South London NHS Trust to enter administration after losing £1 million every week

The Queen Elizabeth Hospital is one of three run by the South London Healthcare NHS Trust. Credit: ITN

A hospital trust that has been losing £1 million a week is to be put in special measures as Health Secretary Andrew Lansley seeks to turn around its dire finances.

South London Healthcare NHS Trust will be the first in the country to be put under the control of a special administrator tasked with putting it on a viable footing.

The trust, which runs three hospitals, has been criticised over standards of care and has run up deficits of more than £150 million over the past three years.

Despite efforts to improve its financial performance, it is still thought to be on track to lose between £30 and £75 million a year for the next five years.

Political Correspondent Libby Wiener looks in to the future of three hospitals that may be facing closure:

Its chief executive was informed last night that the trust is likely to be put into the "unsustainable providers regime" which was introduced by the last Labour government but never before used.

Mr Lansley sent a letter as the first step in the legal process towards installing a special administrator using the powers.
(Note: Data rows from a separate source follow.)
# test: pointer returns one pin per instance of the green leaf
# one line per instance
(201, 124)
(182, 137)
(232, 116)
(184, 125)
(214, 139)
The administrator will take over the board and recommend measures to the Health Secretary to put the trust's finances on a sustainable basis.

The South London Healthcare NHS Trust runs three hospitals:

  • Queen Mary's in Sidcup

  • The Queen Elizabeth in Woolwich

  • The Princess Royal University Hospital in Bromley

It released a statement this evening reassuring patients that services would continue as normal.

Mergers 'made problems worse'

Sources close to Mr Lansley said long-standing difficulties had been made worse by Labour's merger of the three hospitals' smaller trusts in April 2009 and by two PFI deals that are now costing £61 million a year in interest.

They said the hospital's deficit last year - covered by money from elsewhere in the NHS budget - was equivalent to the salaries of 1,200 nurses or 200 hip replacements a week.

In his letter Mr Lansley wrote:

He acknowledged the move would be "unsettling for staff" but said the measures were necessary to ensure hospital services in south east London had "a sustainable future".

Other NHS trusts that are trying to improve their financial situation may also face being put in special measures if they do not make progress quickly enough.